O julgamento, porém, foi suspenso ainda em 2015, quando o ministro Teori Zavascki pediu vista (mais tempo para analisar o caso). Com a morte de Teori, em 2017, o ministro Alexandre de Moraes herdou o caso, mas só o liberou para julgamento em novembro de 2018. O julgamento, para o voto dos restantes nove ministros, estava marcado para o próximo dia 6, quarta-feira, mas foi novamente adiado, por causa da conclusão do julgamento de outra ação polêmica, a que julga permissão para prisão em segunda instância.

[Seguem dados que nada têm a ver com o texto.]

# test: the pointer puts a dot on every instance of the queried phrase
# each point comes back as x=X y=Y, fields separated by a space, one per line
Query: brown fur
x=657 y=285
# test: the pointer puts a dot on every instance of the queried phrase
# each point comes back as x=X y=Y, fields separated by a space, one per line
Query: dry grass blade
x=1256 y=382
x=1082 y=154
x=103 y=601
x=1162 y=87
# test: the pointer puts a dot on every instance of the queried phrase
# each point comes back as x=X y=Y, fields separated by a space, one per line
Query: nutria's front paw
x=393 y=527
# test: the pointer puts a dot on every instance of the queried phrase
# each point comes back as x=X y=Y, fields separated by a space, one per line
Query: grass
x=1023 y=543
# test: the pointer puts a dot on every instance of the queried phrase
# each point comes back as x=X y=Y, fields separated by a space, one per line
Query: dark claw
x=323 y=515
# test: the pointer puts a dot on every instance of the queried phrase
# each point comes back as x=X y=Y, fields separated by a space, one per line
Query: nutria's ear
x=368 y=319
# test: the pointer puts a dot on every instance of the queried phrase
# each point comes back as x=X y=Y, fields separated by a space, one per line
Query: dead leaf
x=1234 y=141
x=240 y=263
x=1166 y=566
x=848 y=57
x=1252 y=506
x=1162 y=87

Como a Manifestação Contra as Drogas já fora marcada e a mobilização já ocorre há tempos, os organizadores decidiram mantê-la, mesmo com o adiamento do julgamento no STF. Para eles, o assunto é muito sério e não deve ser tratado com ‘paixão futebolística’, com torcida contra ou a favor. Defendem uma abordagem baseada em estudos científicos e dados estatísticos para demonstrar que a descriminalização não seria o caminho para solucionar o problema das drogas, mas, ao contrário, segundo alegam, seria mais um agravante. “Devemos entender que os obstáculos ao tratamento adequado às pessoas com dependência química no Brasil não existem porque as drogas são proibidas, mas, sim, porque as políticas públicas de tratamento aos pacientes foram construídas, nas últimas décadas, com viés ideológico, com o que os tratamentos disponíveis não atendem às reais necessidades dos pacientes e de seus familiares”.

Entre as entidades organizadoras estão a Pastoral da Sobriedade, da Igreja Católica, e o Amor Exigente, que têm forte presença na cidade com seus grupos de autoajuda e ajuda mútua a dependentes e familiares de dependentes. Esses grupos têm-se mobilizado para participação ativa na manifestação de amanhã.

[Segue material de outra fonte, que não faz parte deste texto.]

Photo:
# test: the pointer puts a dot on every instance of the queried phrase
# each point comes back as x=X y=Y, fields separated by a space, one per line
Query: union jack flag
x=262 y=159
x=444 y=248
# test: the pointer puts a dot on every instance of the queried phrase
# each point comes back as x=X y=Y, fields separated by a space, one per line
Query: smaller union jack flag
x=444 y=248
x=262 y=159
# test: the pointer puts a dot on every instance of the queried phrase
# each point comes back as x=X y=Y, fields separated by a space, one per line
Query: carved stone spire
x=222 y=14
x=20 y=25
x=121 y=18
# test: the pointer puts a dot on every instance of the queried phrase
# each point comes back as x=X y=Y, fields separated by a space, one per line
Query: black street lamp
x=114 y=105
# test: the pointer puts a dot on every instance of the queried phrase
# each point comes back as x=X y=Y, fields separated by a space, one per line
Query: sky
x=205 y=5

Para quem se interessar, ou quiser conhecer mais sobre o assunto, o site www.mitosementiras.com.br traz perguntas e respostas sobre o problema do porte e uso das drogas e argumentos contra a descriminalização das drogas, além de informações técnico jurídicas sobre o artigo 28 da lei de Drogas, Lei 11.343/2006. O site também disponibiliza um abaixo-assinado on line para quem quiser manifestar-se contrariamente à descriminalização das drogas.

SERVIÇO:

MARCHA DA FAMÍLIA CONTRA AS DROGAS

Domingo, 3 de novembro.

Avenida Paulista. Concentração a partir das 14 horas, em frente ao Masp.